Concerns expressed over levels of community funding
Antrim and Newtownabbey Borough Council has been urged to increase financing of community services in a bid to ease tensions in the district
Speaking at a meeting of the council’s Audit Committee on Tuesday evening, Glengormley Sinn Fein Councillor Michael Goodman said that the local authority was “not in as dire a financial position as we thought we would be”.
“Given that we cut back on community planning and economic development, would it not be more sensible to put some money siphoned off into reserves into revigorating services we would make funding from.”
He pointed out that the council has “a significant amount of money in reserves” and questioned where that money has come from.
Sandra Cole, the council’s interim Deputy Chief Executive of Finance and Governance, reported an increase in the authority’s reserves general fund from £5.9m to £6m.
She indicated that it had come from “a number of different avenues” noting that the authority has been able to access the furlough scheme and get funding from Government as well as “significant savings” made within council services during the Covid pandemic.
She also stated that the council had not been able to deliver capital projects with “significant areas” of council spend “not able to deliver”.
In January, councillors were told that the local authority had a nett worth of £92.6m.

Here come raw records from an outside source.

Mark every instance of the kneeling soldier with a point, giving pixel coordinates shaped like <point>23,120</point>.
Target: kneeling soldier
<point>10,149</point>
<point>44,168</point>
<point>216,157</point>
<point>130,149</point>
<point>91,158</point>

However, the officer was unable to provide a response for DUP Councillor Paul Hamill regarding how much money Covid has cost the borough council but she undertook to provide an answer at the next meeting of the Audit Committee.
She also acknowledged that there is “potential for council to be further adversely impacted in the longer term”.
Cllr Goodman underlined the need to “reinvigorate services we make funding from”.
“We are not in as dire a financial position as we thought we would be. Surely we should put funding back into services again.”
The council officer indicated that “not all services have fully recovered yet”.
Cllr Goodman went on to say that the reduction in funding for community planning and community development is something that he is concerned about as well as community cohesion and good relations, which he said, affect the wellbeing of the community.
“There is already significant tensions in very many communities across the borough.
“There is a lack of community development and support for the community. In my view, there is a danger and risk that should be reflected in this recent (Corporate Risk) register.
“If we are not delivering community development, it has potential to significantly contribute to community tension and we should be aware of that and able to respond to that.”
The officer also noted at the meeting that a corporate recovery plan has been developed and will be put in place until the end of the council term with a plan for each of the five towns in the borough.
Former Antrim and Newtownabbey Mayor Councillor Jim Montgomery stressed that the council has not “sat back and waited to see what the aftermath was like” post-Covid but had started “very early working on a post-Covid borough”.
“Compared to a lot of other councils, we are at the forefront of what we are doing,” he suggested.
“A lot of figures are looking healthy which is a good reflection on the council,” he added.
However, he described the rise in the council’s pension liabilities from £46m to £59m in just one year as “concerning” and asked for a report detailing what has caused this increase.
Last year, the council had feared a drop in business rates income of 35 per cent and a loss of £0.5m in domestic rates as a result of the pandemic.
The temporary closure of council facilities combined with reductions in planning and building control activity, resulted in an immediate estimated loss of £750k income monthly during the first lockdown.
A new £5m crematorium for Doagh Road, in Newtownabbey, is the only capital project to have been progressed.
Antrim and Newtownabbey’s “staffing headcount” has reduced by 96 overall through a cost-cutting” staff reduction exercise”.
Of these, 36 were achieved by “not filling non-essential posts”and four through resignations and retirements.
It was estimated that the job losses will result in a saving to the local authority of £2.5m annually at an initial cost of £1.6m.
Furlough arrangements are expected to continue until September 2021.